Em 1720, a antiga imagem de Nossa Senhora da Luz que acompanhou os primeiros moradores até a localização do núcleo central foi substituída por outra, vinda de Portugal, dotada de traços mais distintos e tintura policromada. O objeto foi pago pela Câmara Municipal, em conformidade com as determinações do Provedor do Conselho, capitão Joseph Nicolau Lisboa, conforme descreveu Júlio Moreira. A imagem foi trazida para ornar a nova capela, que fora construída mais a nordeste da Praça pelo cidadão Lourenço de Andrade nos quatro anos anteriores, também sob iniciativa dos chamados “homens-bons” (camaristas) que compunham o Legislativo municipal (e com ajuda da população).

Por que 8 de setembro?
Nos seus provimentos à Câmara de Curitiba, em 1720, o Ouvidor Pardinho instituiu o dia 8 de setembro como o dia da procissão em louvor à padroeira. Muitas cidades portuguesas adotaram 8 de setembro para a comemoração da data referente à Nossa Senhora da Luz, que também é conhecida como Nossa Senhora da Candelária, ou das Candeias, ou da Purificação. A data também coincide com a chamada "Festa da Natividade de Nossa Senhora", que tem origens no século V e foi incorporada ao Calendário Trentino (calendário oficial relativo às datas comemorativas de santos católicos).

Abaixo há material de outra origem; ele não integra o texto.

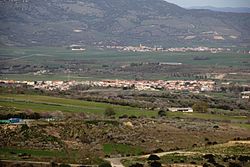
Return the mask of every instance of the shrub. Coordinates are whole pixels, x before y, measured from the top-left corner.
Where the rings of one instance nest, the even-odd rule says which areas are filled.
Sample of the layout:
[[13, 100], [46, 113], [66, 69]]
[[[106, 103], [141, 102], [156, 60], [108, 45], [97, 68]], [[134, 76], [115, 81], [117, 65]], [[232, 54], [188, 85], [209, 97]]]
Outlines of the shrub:
[[130, 165], [129, 167], [143, 167], [143, 164], [135, 163], [135, 164]]
[[154, 154], [151, 154], [149, 157], [148, 157], [148, 160], [149, 161], [157, 161], [157, 160], [160, 160], [161, 158], [157, 155], [154, 155]]
[[167, 116], [166, 111], [160, 110], [160, 111], [158, 112], [158, 116], [159, 116], [159, 117], [165, 117], [165, 116]]
[[196, 103], [194, 103], [192, 108], [196, 112], [205, 113], [208, 111], [208, 104], [206, 102], [196, 102]]
[[111, 117], [115, 115], [115, 110], [112, 107], [108, 107], [105, 109], [104, 115], [107, 117]]
[[109, 162], [103, 162], [99, 165], [99, 167], [112, 167]]
[[150, 163], [150, 166], [151, 167], [161, 167], [161, 163], [157, 162], [157, 161], [154, 161], [154, 162]]

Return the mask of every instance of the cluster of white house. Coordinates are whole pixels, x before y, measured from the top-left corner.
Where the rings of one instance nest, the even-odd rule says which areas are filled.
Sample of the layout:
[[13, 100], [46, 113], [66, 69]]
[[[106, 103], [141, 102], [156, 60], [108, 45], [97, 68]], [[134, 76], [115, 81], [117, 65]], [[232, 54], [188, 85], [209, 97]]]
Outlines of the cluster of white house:
[[[104, 46], [103, 46], [104, 47]], [[222, 51], [230, 51], [230, 49], [224, 48], [210, 48], [210, 47], [180, 47], [180, 48], [163, 48], [163, 47], [149, 47], [140, 44], [139, 46], [106, 46], [108, 49], [118, 49], [120, 51], [132, 51], [132, 52], [156, 52], [156, 51], [165, 51], [165, 52], [211, 52], [217, 53]]]
[[149, 80], [102, 80], [102, 81], [14, 81], [14, 80], [0, 80], [0, 83], [17, 83], [26, 84], [35, 89], [44, 90], [68, 90], [72, 86], [87, 85], [91, 87], [113, 87], [113, 88], [129, 88], [142, 90], [177, 90], [177, 91], [213, 91], [215, 89], [214, 81], [149, 81]]

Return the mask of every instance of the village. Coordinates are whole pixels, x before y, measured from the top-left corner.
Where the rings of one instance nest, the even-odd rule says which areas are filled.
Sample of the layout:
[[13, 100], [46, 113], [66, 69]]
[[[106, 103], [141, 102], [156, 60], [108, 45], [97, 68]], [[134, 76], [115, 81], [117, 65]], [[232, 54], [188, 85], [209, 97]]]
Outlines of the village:
[[131, 52], [210, 52], [219, 53], [224, 51], [230, 51], [229, 48], [210, 48], [205, 46], [199, 47], [179, 47], [179, 48], [163, 48], [161, 46], [101, 46], [101, 48], [118, 49], [119, 51], [131, 51]]
[[214, 81], [150, 81], [150, 80], [101, 80], [101, 81], [14, 81], [14, 80], [0, 80], [3, 84], [25, 84], [32, 86], [34, 89], [41, 90], [60, 90], [66, 91], [76, 85], [86, 85], [90, 87], [111, 87], [123, 89], [143, 90], [173, 90], [173, 91], [190, 91], [194, 93], [204, 91], [214, 91]]

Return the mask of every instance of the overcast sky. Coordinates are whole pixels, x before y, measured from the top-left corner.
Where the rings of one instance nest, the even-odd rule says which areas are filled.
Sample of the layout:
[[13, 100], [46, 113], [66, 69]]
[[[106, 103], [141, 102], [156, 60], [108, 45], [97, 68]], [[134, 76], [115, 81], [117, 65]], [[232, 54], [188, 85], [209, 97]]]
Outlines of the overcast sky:
[[250, 0], [166, 0], [182, 7], [213, 6], [213, 7], [250, 7]]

Durante a semana, os casebres que circundavam a capela permaneciam fechados e vazios, pois seus proprietários estavam ocupados nas chácaras e nas últimas lavras de ouro que subsistiam nos Campos de Curitiba após a descoberta do metal precioso em Minas Gerais. Durante os domingos e nas festas religiosas, a população vinha para o núcleo, abria e enfeitava suas casas, muitos por devoção, outros premidos pelo fato de que as contribuições, donativos e até mesmo a presença dos cidadãos nos eventos religiosos, eram regidos em lei e administrados pela Câmara. Tal prática permaneceu vigente até a proclamação da República em 1889, quando foi adotado em âmbito constitucional o laicismo, isto é, o modelo de governo cujos atos administrativos são desvinculados de influências religiosas.
 

Referências Bibliográficas

Borges, Joacir Navarro. “Das Justiças e dos Litígios: a ação judiciária da Câmara no século XVIII (1731-1752)”. Tese de doutorado defendida pelo autor, em 2009, junto ao Programa de Pós-Graduação em História da Universidade Federal do Paraná. (Link aqui

Moreira, Júlio Estrella. “Eleodoro Ébano Pereira e a Fundação de Curitiba: à luz de novos documentos”. Publicado pela Universidade Federal do Paraná em 1972.

Pereira, Magnus Roberto de Mello; Santos, Antônio Cesar de Almeida. O poder local e a cidade: a Câmara Municipal de Curitiba, séculos XVII a XX. Publicado em 2000 pela editora Aos Quatro Ventos, em Curitiba.

Wachowicz, Ruy Christovam. “As moradas da Senhora da Luz”. Publicado pela Gráfica Vicentina, de Curitiba, em 1993.